Quote from: 6500rpm on January 02, 2020, 09:47:24 PM
Common issue with the Daytime Brite Lites, I can't remember if I'm on my 3rd or 4th set but my last replacement is still in the box and I don't think it has anything to do with a bad batch, but the issue seems to be limited to the Taurus. Dan's always been good about sending replacements,but it's a pain in the a** to keep changing things out. My findings were the same as the OP, they only strobe with the engine running. I don't have anything handy, but the vehicle voltage was about 1.5-2v higher w/ engine running, amps were more or less the same . There are two B+ feeds to the module. At some point I was going to get a voltage reducer and try it out on each B+ feed and see if either makes a difference, if not, possibly use one on each line and see.
For now, I just clipped the ts trigger wires and killed the turn signal feature since it happened right at State Inspection time and I've switched gears to other winter projects for now.
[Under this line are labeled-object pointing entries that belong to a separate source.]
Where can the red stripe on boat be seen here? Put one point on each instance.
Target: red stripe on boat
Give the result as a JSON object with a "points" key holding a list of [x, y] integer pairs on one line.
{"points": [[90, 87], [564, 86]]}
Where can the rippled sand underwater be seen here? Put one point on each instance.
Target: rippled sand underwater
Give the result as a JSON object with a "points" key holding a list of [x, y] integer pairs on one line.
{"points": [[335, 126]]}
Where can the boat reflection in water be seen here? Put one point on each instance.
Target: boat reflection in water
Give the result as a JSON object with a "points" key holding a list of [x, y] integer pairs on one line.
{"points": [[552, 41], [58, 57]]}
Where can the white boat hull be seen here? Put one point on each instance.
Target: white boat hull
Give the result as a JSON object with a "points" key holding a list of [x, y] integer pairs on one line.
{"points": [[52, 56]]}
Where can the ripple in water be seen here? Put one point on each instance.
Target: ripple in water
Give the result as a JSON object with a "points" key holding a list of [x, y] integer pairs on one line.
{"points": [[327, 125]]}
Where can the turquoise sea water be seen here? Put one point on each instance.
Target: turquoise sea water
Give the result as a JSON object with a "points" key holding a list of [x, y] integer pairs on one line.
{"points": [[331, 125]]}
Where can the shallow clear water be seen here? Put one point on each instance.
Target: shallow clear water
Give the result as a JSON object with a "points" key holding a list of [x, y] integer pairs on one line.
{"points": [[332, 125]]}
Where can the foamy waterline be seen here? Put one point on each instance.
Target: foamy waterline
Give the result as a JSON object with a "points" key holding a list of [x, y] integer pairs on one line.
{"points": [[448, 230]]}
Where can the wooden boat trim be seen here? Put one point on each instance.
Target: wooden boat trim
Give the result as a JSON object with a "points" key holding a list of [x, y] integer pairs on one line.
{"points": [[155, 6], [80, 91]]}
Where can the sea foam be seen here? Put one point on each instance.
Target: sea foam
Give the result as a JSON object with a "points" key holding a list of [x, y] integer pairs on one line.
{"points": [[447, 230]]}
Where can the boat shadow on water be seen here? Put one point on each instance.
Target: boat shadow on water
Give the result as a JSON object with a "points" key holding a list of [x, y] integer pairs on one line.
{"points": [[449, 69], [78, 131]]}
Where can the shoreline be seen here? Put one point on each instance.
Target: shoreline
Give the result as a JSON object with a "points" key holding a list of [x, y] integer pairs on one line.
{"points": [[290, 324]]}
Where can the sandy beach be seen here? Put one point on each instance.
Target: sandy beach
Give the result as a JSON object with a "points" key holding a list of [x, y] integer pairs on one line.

The problem is that for my experiment, I need to install an actual voltage regulator (fairly cheap at Amazon), but I do a clean looking install. I don't think just putting a resistor on the B+ feed lines will drop the voltage to the 12v key off range (E=IxR). Dan did mention installing the new module and if it doesn't fix it, put the new LED's on so I'm not sure if they've changed something in the led board (added resistance?). I ran the trigger wire that determines if the DRL feature runs at full or reduced intensity through a hidden rocker switch so I can change between the two by flipping the switch and opening or closing the trigger circuit-hyper flash happens in both settings.
All my exterior lighting bulbs are factory with the exception of my back up lights that don't come into play with the issue. Post up anything you find, maybe I'll switch gears and play with the issue. I still have the last module with the fault installed so I just need to reconnect the turn signal trigger wires and mess with the supply voltage to see if it has any effect.
I came to a similar conclusion. Engine off, your voltage should be somewhere in the 12.5V-12.9V range. Engine running, it's going to be north of 14.0V. Mine runs pretty consistent at 14.4V. I figured that somewhere in between, a voltage threshold is reached wherein the controller begins to "freak out".
Your idea to run a voltage "reducer" on the B+ leads would be tricky. First of all, whatever you use would have to be able to withstand some pretty high current. I don't think the starter runs through there but things like fan relays and things do. It would likely be cost-prohibitive to do something like that. The problem with something like a resistor is that it may properly reduce the 14.4V down to 12.9V, but that would also mean when the engine is off, the 12.9V would be reduced down to 11.0V or less. This would be very bad. When my battery went tango-uniform last year, the car started doing all sorts of weird things. As soon as you shut the engine off, the radio would shut off (citing low battery voltage right there on the screen). My HVAC would randomly just shut itself off while driving.
Even if you were able to do so, you wouldn't want to. What you would effectively be doing is taking the increased voltage generated by the alternator away throughout the entire vehicle. This would have a multitude of negative effects, most prominent of which would be poor / non-existent battery charging. Increased voltage = good (within reason) so you wouldn't want to take that away. Not to mention, lower voltage = increased amperage, which compounds the problem above.
On the other hand, reducing voltage to that specific circuit that feeds the DRL's isn't a half bad idea. Rather than a resistor, what we really need is something of a voltage "stabilizer" or "regulator". I'll search for something a little more easy to integrate but it could be as simple as something like a cheap and readily-available L7812 chip. This shows an output voltage of 11.5V-12.5V with a target of 12V. Plus, it's a simple 3-pin connection (input, output, ground). I don't know what kind of current draw the DRL's have, but the 7812 is only rated for 1.5A.
I'll do some more digging on this. These problems can be fun but also maddening. If something like the L7812 fixes the issue, I would think that is something Dan could integrate WITHIN the controller. To be quite honest, I am surprised it doesn't already. Most sensitive electronics regulate input voltage as pretty much a first step to avoid unwanted or unpredictable behavior. This is a good case in point.